Here in the 805, the only fatal shark attack occurred on December 9, 1994, near Castle Rock on San Miguel. A beloved local urchin diver, Jim “Weener” Robinson, was surveying the urchin scene some 65 feet down at the start of another day’s work out at the Channel Islands when he ran into trouble. Bit below the waste, Robinson was preceded to the surface by a large pool of blood and, though he made it back aboard alive, he would succumb to his injuries only a few minutes later. Believed to have been hit by a great white, Weener’s injuries were so severe that, according to Tom Kendrick’s Blue Water Gold Rush, an attending emergency physician at Goleta Valley Hospital would later opine, “Even if it had happened on the steps of the hospital, I don’t think we could have saved him.”

Oddly enough, easily the most famous shark attack in S.B. history-and perhaps the world-was not Robinson’s passing but an attack on a skin diving UCSB student near Point Conception during the famous Jaws summer of 1975. With the whole world afraid of the beach thanks to Steven Spielberg’s Academy Award-winning film, the aforementioned Rob Rebstock, who still calls Santa Barbara home, went for a day of causal abalone diving with his brother and a buddy on July 23, 1975. After launching their 16-foot wooden boat out of Gaviota, the crew made their way west, past Hollister Ranch, headed toward Government Point.

In a funny twist of fate, they encountered commercial ab hunter Gary Johnson who, having had his swim fin chomped by a great white in the area just a few days prior, warned the boys about a lurking and toothy 17-foot beast.

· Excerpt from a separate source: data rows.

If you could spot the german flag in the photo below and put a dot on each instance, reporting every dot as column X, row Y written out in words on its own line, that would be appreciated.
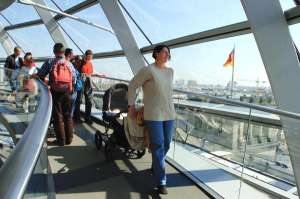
column 230, row 59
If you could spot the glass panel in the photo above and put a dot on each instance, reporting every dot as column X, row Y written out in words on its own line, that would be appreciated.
column 2, row 52
column 17, row 107
column 209, row 144
column 39, row 183
column 113, row 67
column 295, row 31
column 157, row 17
column 42, row 40
column 3, row 21
column 287, row 4
column 18, row 13
column 69, row 41
column 266, row 158
column 50, row 4
column 64, row 5
column 140, row 39
column 88, row 37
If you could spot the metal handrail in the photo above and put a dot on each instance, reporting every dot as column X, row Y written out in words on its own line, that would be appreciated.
column 230, row 102
column 17, row 170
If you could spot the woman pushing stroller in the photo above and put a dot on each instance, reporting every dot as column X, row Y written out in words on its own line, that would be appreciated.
column 159, row 113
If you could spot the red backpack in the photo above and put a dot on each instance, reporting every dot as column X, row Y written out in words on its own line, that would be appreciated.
column 62, row 76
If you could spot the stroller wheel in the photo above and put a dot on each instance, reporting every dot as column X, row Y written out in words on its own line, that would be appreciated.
column 140, row 153
column 108, row 150
column 98, row 140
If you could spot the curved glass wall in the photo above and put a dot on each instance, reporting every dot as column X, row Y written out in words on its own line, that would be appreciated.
column 19, row 13
column 35, row 39
column 67, row 4
column 165, row 19
column 88, row 37
column 117, row 67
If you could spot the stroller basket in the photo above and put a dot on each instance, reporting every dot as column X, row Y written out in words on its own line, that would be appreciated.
column 115, row 102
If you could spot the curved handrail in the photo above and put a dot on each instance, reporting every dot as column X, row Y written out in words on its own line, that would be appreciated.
column 230, row 102
column 17, row 170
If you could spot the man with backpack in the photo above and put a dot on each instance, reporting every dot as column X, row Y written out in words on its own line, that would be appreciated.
column 61, row 81
column 77, row 82
column 13, row 64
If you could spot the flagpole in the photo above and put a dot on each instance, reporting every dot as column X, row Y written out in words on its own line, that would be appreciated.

Being recreational divers, the boys figured Johnson’s story was a little more than a scare tactic meant to keep them away from an area usually fished only by professionals. “Yeah, he warned us,” recalled Rebstock, “but we were skeptical of it. He showed us a fin that he said was bit, but it looked perfect.”

The omens didn’t stop there. Just after running into Johnson, the trio came across a buoy floating with a “huge stainless steel hook and a big hunk of fish on it.” Presumably set to try and catch a very big fish, Rebstock said that the unusual fishing tactic gave more credit to Johnson’s warning. “After seeing that, I was like, ‘Okay, I’m not going diving today.'”

“With me in its mouth, the shark thrust me totally out of the water. I remember looking down on the boat.”

But in the end, a sun-soaked afternoon with dozens of abalone visible on the bottom from the boat proved to be too much of a temptation for Rebstock, and they wound up dropping anchor near some rocks just past the lighthouse at Point Conception. The first one in, Rebstock was treading water and waiting for his gear to be passed to him when he was bit. “I hadn’t been in the water for more than two minutes when all of a sudden the ocean just erupted underneath me,” remembered Rebstock. “With me in its mouth, the shark thrust me totally out of the water. I remember looking down on the boat.”

Luckily for Rebstock, the great white released him in mid-air, basically dropping him back in the water right next to the safety of the boat. With literally one arm stroke, he was back on board and quickly headed for shore. Once on the beach and after cutting away his wetsuit, he was able to survey the damage. “It looked like meat hanging in a butcher shop when I looked down into it,” said Rebstock. His right thigh was cut open to the bone while his left leg had eight picture-perfect puncture wounds in an arc from his ankle to his knee. Using an old sweatshirt as a tourniquet, Rebstock waited more than an hour on the beach near Cojo reef for an ambulance to make the drive out from Lompoc (the help call was sent out with a short wave radio from a nearby oil facility). “I was lucky,” said Rebstock, “it was a gentle mouthing, really, for such a big thing like that.”

All stitched up, Rebstock was sent home to his apartment in Isla Vista that night-some of his wounds purposely left open to drain. While the life-threatening action was over, the drama had only just begun. Already in a frenzy about the box office smash Jaws, which opened mere days before Rebstock’s attack, the media gobbled up the real-life story of his great white encounter. “It was crazy. There were TV crews on my lawn when I woke up the next morning. Literally, I was front page news around the world,” said Rebstock with a laugh.